A Milano, in via Signorelli, apre un luogo che racconta molto più del futuro dell’industria di quanto facciano certi convegni pieni di slogan e parole alla moda. Si chiama Innovation Hub ed è il nuovo spazio operativo di ACBC: 400 metri quadrati dove l’innovazione smette di essere teoria e prova a diventare sistema produttivo reale. Perché il punto, oggi, è esattamente questo: tutti parlano di cambiamento, ma quasi nessuno sa come trasformarlo in qualcosa di concreto, applicabile e sostenibile anche dal punto di vista economico.
E allora il progetto guidato da Edoardo Iannuzzi e dal CEO Gio Giacobbe prova a fare una cosa semplice e insieme rivoluzionaria: riportare l’innovazione dentro l’economia reale. Non più soltanto consulenza, ma una piattaforma capace di accompagnare aziende e brand lungo tutta la filiera: materiali, design, produzione, tracciabilità, comunicazione e persino fine vita del prodotto. In pratica, un approccio che sostituisce la narrativa con l’efficienza.
Il cuore del sistema è un database con oltre 3.800 materiali e circa 200 realtà tra startup, innovatori e multinazionali monitorate tra Asia, Europa e Stati Uniti. Un osservatorio permanente sull’evoluzione della manifattura e dei processi industriali, con un dettaglio che fa la differenza: qui le soluzioni non vengono scelte perché seguono una tendenza, ma perché funzionano davvero, reggono industrialmente e hanno un senso economico.
Ne parliamo con Edoardo Iannuzzi, Co-Founder & Chief of Innovation di ACBC.

Che novità rappresenta l'Innovation Hub?

Quattrocento metri quadrati in Via Signorelli a Milano, ma pensarlo solo come uno spazio fisico sarebbe riduttivo. L'Innovation Hub è soprattutto un metodo: un modo per portare i brand della moda dentro un mondo — quello della ricerca e sviluppo — in cui storicamente non hanno mai investito, affidandosi sempre e comunque ai fornitori. Qui invece i clienti possono valutare materiali, soluzioni di design e strategie di fine vita dei prodotti attraverso criteri oggettivi: tecnici, economici e ambientali insieme, non separati come accade di solito. Il team di ACBC monitora costantemente cosa offre il mercato e, soprattutto, cosa manca — anticipando i bisogni che i nuovi regolamenti europei renderanno urgenti. Quando un gap tecnologico viene identificato, un comitato scientifico decide se vale la pena sviluppare una tecnologia proprietaria. È un approccio che nel fashion è ancora raro: trasformare l'innovazione da intuizione a scelta basata su dati.

Che tecnologie e materiali ritieni più promettenti per il settore moda?

ACBC lavora su tre livelli di innovazione.

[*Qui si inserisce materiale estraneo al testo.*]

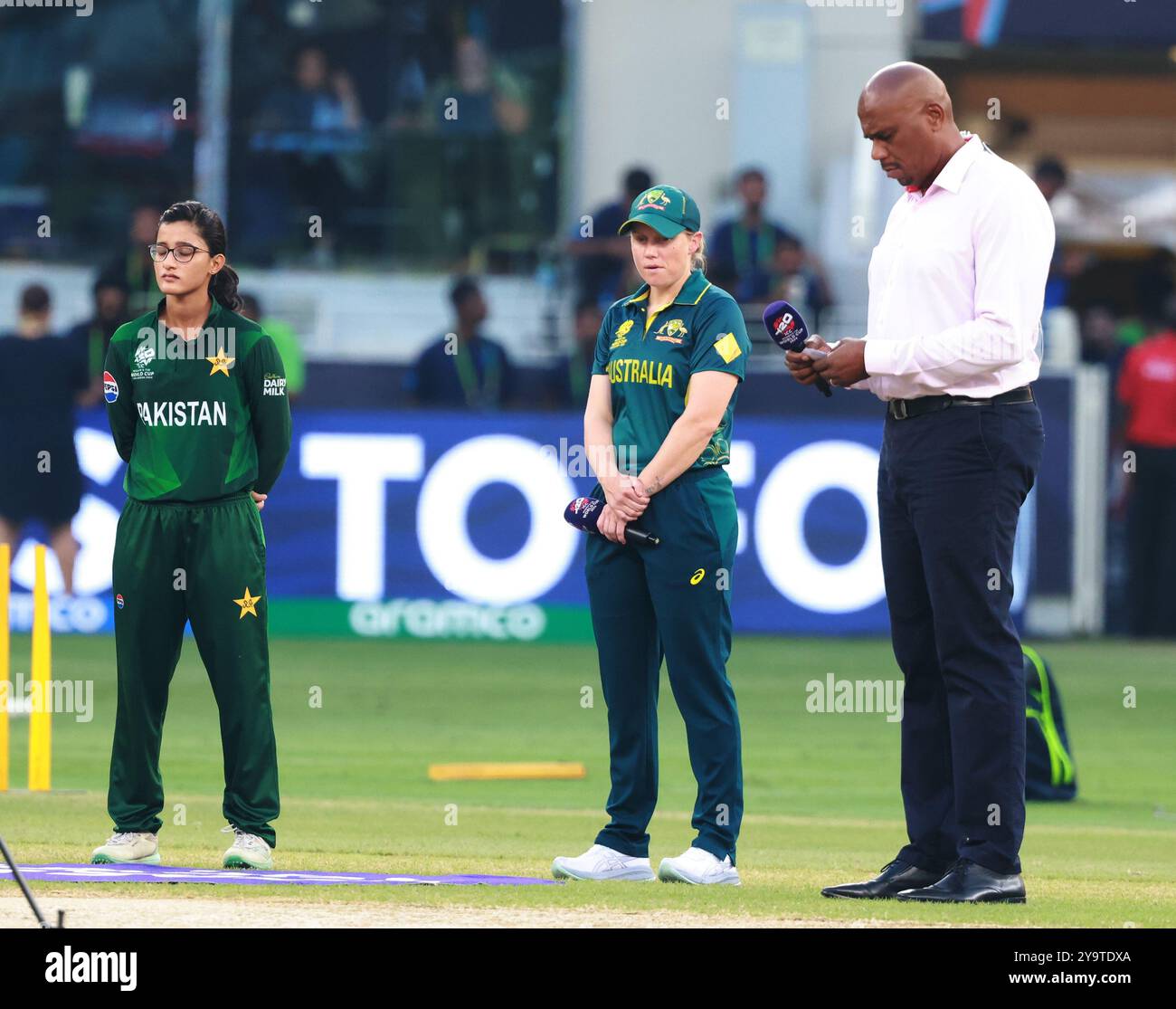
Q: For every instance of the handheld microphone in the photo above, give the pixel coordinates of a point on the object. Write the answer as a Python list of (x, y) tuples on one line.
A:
[(583, 513), (787, 327)]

Il primo raccoglie materiali già certificati e disponibili. Il secondo — quello più interessante nel breve periodo — parte da questi materiali e li adatta a esigenze specifiche di qualità, estetica e performance ambientale. È qui che si trovano alcune delle soluzioni più concrete: alternative alla pelle ottenute da materiali riciclati e rinnovabili, con un tatto e un aspetto che reggono il confronto con il lusso tradizionale; sostituti delle schiume in poliuretano — onnipresenti nelle suole e nelle imbottiture — completamente compostabili e senza rilascio di microplastiche; e alternative alla gomma con oltre l'80% di contenuto bio-based e prestazioni tecniche addirittura superiori all'originale. Il terzo livello è quello dei brevetti propri. Su tutti spicca Everloop, atteso per il primo trimestre del 2027: una tecnologia che consente di sciogliere prodotti complessi come scarpe e borse — oggi praticamente impossibili da riciclare — in un granulo il cui valore di mercato supera i costi di lavorazione. Circolarità vera, non dichiarata.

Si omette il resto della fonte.